Diversified Energy hits back after short seller attack
Updated : 12:12
Diversified Energy hit back on Wednesday after activist investor Snowcap Research said the company may not have enough funds to cover the costs of plugging its inactive wells and that a dividend cut was imminent, sending its shares tumbling.
Diversified, which is the largest owner of oil and natural gas wells in the US, said it was "aware of a recent opportunistic report published by a short seller which repeats previously stated claims that the company has already transparently and proactively addressed with investors and other stakeholders".
It said the report "contains numerous inaccuracies, ignores specific financial and operational results and sustainability actions, and is designed for the sole purpose of negatively impacting the company's share price for the short seller's own benefit".
In the 39-page report released on Tuesday, London-based Snowcap, which is short the stock, said Diversified’s own reported production rates appear to indicate decline rates well in excess of the headline decline rates claimed by the company.
It also said the company’s self-reported "discretionary cash flows" are calculated using what it believes to be "a flawed and misleading methodology".
"By our adjusted calculation, discretionary cash flows in the last 12 months were just $3m (versus dividends of $162m)," Snowcap said, adding that a dividend cut looks imminent.
Snowcap said Diversified has marked down its asset retirement liabilities (AROs) by delaying well retirement as far out as 2095. It noted that the company says it can fund these long-dated costs based on its own 50- year cash flow projections.

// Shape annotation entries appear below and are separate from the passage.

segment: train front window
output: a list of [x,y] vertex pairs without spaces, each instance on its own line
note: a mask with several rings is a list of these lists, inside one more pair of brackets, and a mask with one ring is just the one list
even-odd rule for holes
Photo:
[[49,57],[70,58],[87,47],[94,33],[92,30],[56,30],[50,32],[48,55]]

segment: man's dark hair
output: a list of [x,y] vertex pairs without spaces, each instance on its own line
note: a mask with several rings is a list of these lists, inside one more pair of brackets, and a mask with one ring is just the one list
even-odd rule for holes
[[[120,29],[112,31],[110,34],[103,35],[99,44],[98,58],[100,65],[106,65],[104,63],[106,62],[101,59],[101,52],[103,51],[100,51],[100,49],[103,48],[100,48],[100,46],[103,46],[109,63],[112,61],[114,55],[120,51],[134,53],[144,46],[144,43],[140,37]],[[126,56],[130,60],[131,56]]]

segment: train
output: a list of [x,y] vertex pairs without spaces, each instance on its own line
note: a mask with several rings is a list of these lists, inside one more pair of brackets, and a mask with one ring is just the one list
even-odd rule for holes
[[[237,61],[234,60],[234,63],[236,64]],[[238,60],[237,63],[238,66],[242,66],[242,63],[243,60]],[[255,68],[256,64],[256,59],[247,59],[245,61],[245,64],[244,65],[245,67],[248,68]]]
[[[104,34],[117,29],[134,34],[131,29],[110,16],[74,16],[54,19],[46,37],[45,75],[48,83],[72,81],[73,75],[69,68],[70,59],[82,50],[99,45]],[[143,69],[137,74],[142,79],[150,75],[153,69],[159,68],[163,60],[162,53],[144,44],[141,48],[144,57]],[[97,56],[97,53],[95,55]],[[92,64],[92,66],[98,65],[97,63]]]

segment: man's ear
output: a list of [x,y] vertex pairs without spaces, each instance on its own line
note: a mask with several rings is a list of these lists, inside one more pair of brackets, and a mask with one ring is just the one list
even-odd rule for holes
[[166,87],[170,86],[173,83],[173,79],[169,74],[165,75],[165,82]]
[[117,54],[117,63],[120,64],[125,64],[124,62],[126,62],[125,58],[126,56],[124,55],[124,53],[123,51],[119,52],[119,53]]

"But these projections are highly sensitive to changes in DEC's long term assumptions, which appear to be overly optimistic," Snowcap said.
"Based on our own modelling using marginally more conservative assumptions than the company, we estimate that DEC's retirement costs may exceed the cash flows from its business as early as 2036, and that even with no future dividend payments to shareholders, DEC's cumulative cash flows may be insufficient to cover its ARO (asset retirement liabilities)," it said.
Snowcap also pointed out that a recent study using satellite measurements to estimate the methane emissions intensity of 25 oil & gas companies found that Diversity’s methane emission intensity was as much as 16 times higher than the company reports and "substantially above" the threshold for methane fees under new IRA rules due to start in 2024.
Diversified said on Wednesday that it "continues to focus on delivering long-term shareholder value, prioritisation of outstanding debt reduction, and evaluating strategic growth and accretive value-additive opportunities".
"Diversified is an important part of the solution amid the energy transition to consolidate, and retire existing US energy infrastructure assets, drive economic growth and deliver emission reductions, and remains committed to the responsible ownership and operation of our assets," it said.
The company’s year-end trading statement is due by the end of January.